Adapting web games

Web games look and work great on ChromeOS. You can reach more users and provide a nicer integration by packing your app as a PWA. Read up on PWAs with the following links:


Many ChromeOS devices have touch screens. While most touch-based input should work with no additional work for web games, you should be careful you are not using input methods that are specific to mouse input, eg. if you are watching for events like mousedown and touchmove.

Some further information and best practices can be found here⁠ and here⁠.

Stylus support

Many ChromeOS devices come with a stylus or can operate with an external bluetooth drawing tablet like the Wacom Intuos⁠. Drawing apps and swipe-based games can reach large numbers of users on the web, and ChromeOS is the perfect platform to play them on. In addition to the experience you would get on other platforms, ChromeOS can take advantage of a special low-latency hint that can provide super fast screen response. Check out this article⁠ for more information.

Game controllers

Some users will want to interact with your game using a game controller. This can make your game really stand out and increase user engagement. For more information check out the Gamepad API⁠.

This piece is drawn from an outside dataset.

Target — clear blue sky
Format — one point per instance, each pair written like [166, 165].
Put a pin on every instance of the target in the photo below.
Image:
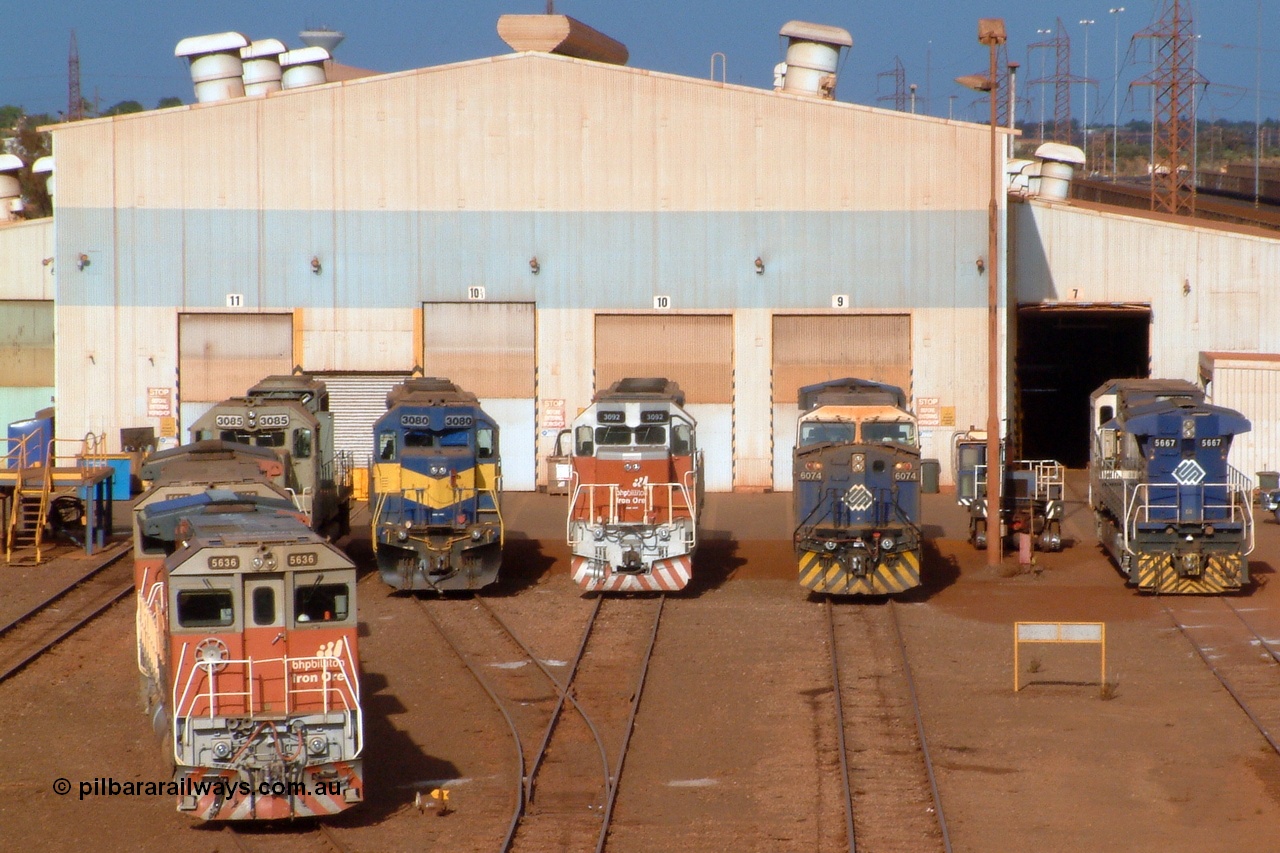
[126, 46]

Buttons are mapped to common values following a common mapping⁠. Unfortunately, not all game controller manufacturers follow the same mapping conventions. Allowing your users to select from different popular controller mappings will ensure the best experience.

Game engines

Many game engines have web targets that simplify tricky inputs and complicated browser support issues, which can help you focus on building a great game for your users.

Some engines you may wish to check out are Construct⁠, Defold⁠, Phaser⁠, Pixi⁠, Unity⁠, and Cocos2d-x⁠.